Methods: We first determined the cellular distribution of PRDM12 in the developing hypothalamus. Then we studied mutant mice with constitutively inactivated Prdm12to evaluate possible changes in hypothalamic Pomc expression. In addition, we characterized conditional mutant mice specifically lacking Prdm12 in ISL1-positive or POMC neurons during development. Finally, we measured food intake, body weight progression up to 16 weeks of age, adiposity, and glucose tolerance in adult mice lacking Prdm12 selectively from POMC neurons.
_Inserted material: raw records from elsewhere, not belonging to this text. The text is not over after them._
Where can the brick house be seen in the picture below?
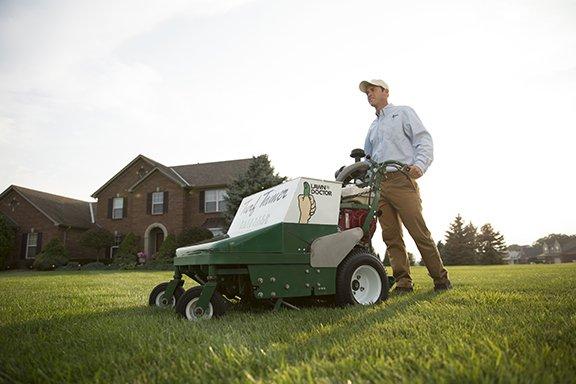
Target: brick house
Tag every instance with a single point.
(38, 217)
(145, 197)
(152, 200)
(558, 251)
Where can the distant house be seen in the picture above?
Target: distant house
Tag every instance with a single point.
(522, 254)
(145, 197)
(558, 252)
(152, 200)
(38, 217)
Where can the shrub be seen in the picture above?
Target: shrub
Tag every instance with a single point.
(158, 264)
(127, 258)
(168, 248)
(54, 255)
(7, 239)
(193, 235)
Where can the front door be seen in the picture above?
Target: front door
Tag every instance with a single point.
(159, 237)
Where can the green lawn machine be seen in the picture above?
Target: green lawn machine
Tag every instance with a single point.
(302, 238)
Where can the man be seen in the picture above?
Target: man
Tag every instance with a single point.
(398, 134)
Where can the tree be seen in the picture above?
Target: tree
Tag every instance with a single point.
(470, 255)
(562, 238)
(97, 239)
(491, 245)
(460, 246)
(7, 240)
(259, 176)
(52, 256)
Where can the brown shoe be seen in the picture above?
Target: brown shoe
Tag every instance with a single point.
(442, 287)
(403, 290)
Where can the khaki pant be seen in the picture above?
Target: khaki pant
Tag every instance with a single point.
(400, 203)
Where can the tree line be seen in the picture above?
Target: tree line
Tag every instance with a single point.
(465, 244)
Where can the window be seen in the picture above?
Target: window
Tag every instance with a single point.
(31, 245)
(157, 203)
(114, 248)
(117, 207)
(216, 231)
(214, 200)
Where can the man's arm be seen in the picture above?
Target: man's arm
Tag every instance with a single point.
(368, 144)
(421, 140)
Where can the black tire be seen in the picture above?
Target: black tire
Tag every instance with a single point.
(353, 291)
(155, 299)
(185, 305)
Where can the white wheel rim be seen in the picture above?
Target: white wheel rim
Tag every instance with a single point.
(160, 298)
(366, 285)
(190, 315)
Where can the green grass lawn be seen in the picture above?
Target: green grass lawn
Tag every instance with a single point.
(499, 324)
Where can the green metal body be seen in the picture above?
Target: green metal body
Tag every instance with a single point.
(269, 263)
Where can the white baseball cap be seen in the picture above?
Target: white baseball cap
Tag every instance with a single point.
(379, 83)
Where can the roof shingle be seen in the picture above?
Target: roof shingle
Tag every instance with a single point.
(212, 174)
(62, 210)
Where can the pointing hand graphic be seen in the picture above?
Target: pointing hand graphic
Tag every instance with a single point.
(307, 204)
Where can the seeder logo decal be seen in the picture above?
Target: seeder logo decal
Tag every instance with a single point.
(306, 204)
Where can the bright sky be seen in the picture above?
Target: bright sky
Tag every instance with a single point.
(86, 86)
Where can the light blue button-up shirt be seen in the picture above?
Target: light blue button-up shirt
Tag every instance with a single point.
(398, 134)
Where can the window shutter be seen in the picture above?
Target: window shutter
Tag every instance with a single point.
(24, 245)
(165, 204)
(110, 208)
(201, 200)
(39, 243)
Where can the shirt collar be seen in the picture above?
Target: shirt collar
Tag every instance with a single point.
(384, 110)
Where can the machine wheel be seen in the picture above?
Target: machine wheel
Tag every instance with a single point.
(361, 279)
(186, 305)
(157, 298)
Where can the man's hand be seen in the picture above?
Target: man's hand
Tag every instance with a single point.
(414, 171)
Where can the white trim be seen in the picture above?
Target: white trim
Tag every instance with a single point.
(91, 213)
(142, 157)
(219, 197)
(147, 235)
(115, 209)
(28, 244)
(158, 193)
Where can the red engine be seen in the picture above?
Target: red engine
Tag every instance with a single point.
(352, 218)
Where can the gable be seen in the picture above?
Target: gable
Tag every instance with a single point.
(126, 177)
(21, 211)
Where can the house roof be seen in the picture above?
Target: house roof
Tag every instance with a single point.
(212, 174)
(569, 246)
(62, 211)
(11, 223)
(214, 222)
(190, 175)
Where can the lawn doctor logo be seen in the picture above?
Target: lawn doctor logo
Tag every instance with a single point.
(307, 202)
(269, 198)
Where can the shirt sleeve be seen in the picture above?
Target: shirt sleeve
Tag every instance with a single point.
(421, 139)
(368, 144)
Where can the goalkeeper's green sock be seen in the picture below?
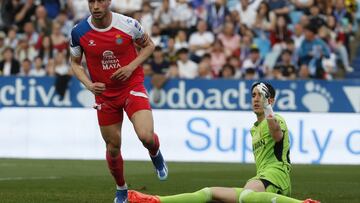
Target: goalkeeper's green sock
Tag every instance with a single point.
(249, 196)
(201, 196)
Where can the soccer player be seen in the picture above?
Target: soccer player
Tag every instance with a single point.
(108, 41)
(270, 141)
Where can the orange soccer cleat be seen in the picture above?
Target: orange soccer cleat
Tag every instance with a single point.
(310, 201)
(138, 197)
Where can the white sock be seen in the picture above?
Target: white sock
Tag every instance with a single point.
(124, 187)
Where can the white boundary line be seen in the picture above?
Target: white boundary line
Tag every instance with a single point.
(29, 178)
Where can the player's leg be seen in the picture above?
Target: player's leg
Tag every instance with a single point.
(139, 111)
(110, 120)
(201, 196)
(144, 128)
(256, 191)
(225, 194)
(111, 135)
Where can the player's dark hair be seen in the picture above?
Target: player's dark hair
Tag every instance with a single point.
(270, 87)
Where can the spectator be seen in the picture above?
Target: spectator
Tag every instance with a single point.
(312, 50)
(188, 69)
(344, 20)
(315, 17)
(42, 23)
(25, 50)
(204, 71)
(52, 7)
(280, 7)
(46, 51)
(255, 62)
(170, 50)
(158, 64)
(216, 13)
(277, 73)
(281, 33)
(79, 9)
(2, 44)
(164, 16)
(2, 12)
(30, 35)
(336, 44)
(227, 72)
(62, 72)
(285, 66)
(147, 19)
(173, 71)
(23, 12)
(181, 40)
(126, 7)
(218, 57)
(184, 15)
(25, 69)
(235, 62)
(303, 5)
(200, 41)
(159, 67)
(229, 39)
(245, 46)
(265, 19)
(65, 23)
(247, 12)
(38, 70)
(11, 40)
(325, 6)
(298, 35)
(156, 36)
(250, 74)
(59, 42)
(147, 69)
(9, 65)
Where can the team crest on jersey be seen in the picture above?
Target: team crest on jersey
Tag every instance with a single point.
(119, 39)
(137, 25)
(92, 43)
(110, 61)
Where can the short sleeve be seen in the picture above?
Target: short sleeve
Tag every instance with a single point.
(75, 48)
(281, 122)
(137, 31)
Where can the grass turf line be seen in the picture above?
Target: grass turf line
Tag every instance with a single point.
(80, 181)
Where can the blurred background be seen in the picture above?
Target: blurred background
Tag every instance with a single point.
(208, 54)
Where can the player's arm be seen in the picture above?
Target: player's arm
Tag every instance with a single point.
(141, 39)
(147, 47)
(274, 127)
(79, 71)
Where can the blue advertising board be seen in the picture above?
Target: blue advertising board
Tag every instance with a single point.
(292, 96)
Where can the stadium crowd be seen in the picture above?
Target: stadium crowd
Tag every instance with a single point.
(233, 39)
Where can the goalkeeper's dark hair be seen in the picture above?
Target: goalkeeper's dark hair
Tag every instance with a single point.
(270, 87)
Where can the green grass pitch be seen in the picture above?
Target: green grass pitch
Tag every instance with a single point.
(73, 181)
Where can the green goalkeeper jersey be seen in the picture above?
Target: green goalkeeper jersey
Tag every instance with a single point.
(267, 152)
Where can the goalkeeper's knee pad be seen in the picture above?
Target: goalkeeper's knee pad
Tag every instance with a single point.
(243, 194)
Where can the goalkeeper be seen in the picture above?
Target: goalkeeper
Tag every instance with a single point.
(270, 142)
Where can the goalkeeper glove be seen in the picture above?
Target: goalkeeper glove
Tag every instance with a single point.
(265, 95)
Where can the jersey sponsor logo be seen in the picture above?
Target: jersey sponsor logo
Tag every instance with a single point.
(259, 144)
(129, 21)
(92, 43)
(110, 61)
(119, 39)
(137, 25)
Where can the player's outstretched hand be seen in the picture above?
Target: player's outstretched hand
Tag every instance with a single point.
(97, 88)
(122, 73)
(265, 94)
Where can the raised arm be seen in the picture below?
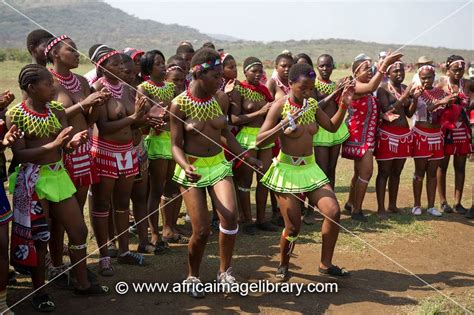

Results: PRDM12 co-expressed with POMC in mouse hypothalamic neurons from early development to adulthood. Mice lacking Prdm12 displayed greatly reduced Pomcexpression in the developing hypothalamus. Selective ablation of Prdm12 from ISL1 neurons prevented hypothalamic Pomc expression. The conditional ablation of Prdm12 limited to POMC neurons greatly reduced Pomc expression in the developing hypothalamus and in adult mice led to increased food intake, adiposity, and obesity.
Conclusions: Altogether, our results demonstrate that PRDM12 plays an essential role in the early establishment of hypothalamic melanocortin neuron identity and the maintenance of high expression levels of Pomc. Its absence in adult mice greatly impairs Pomcexpression and leads to increased food intake, adiposity, and obesity.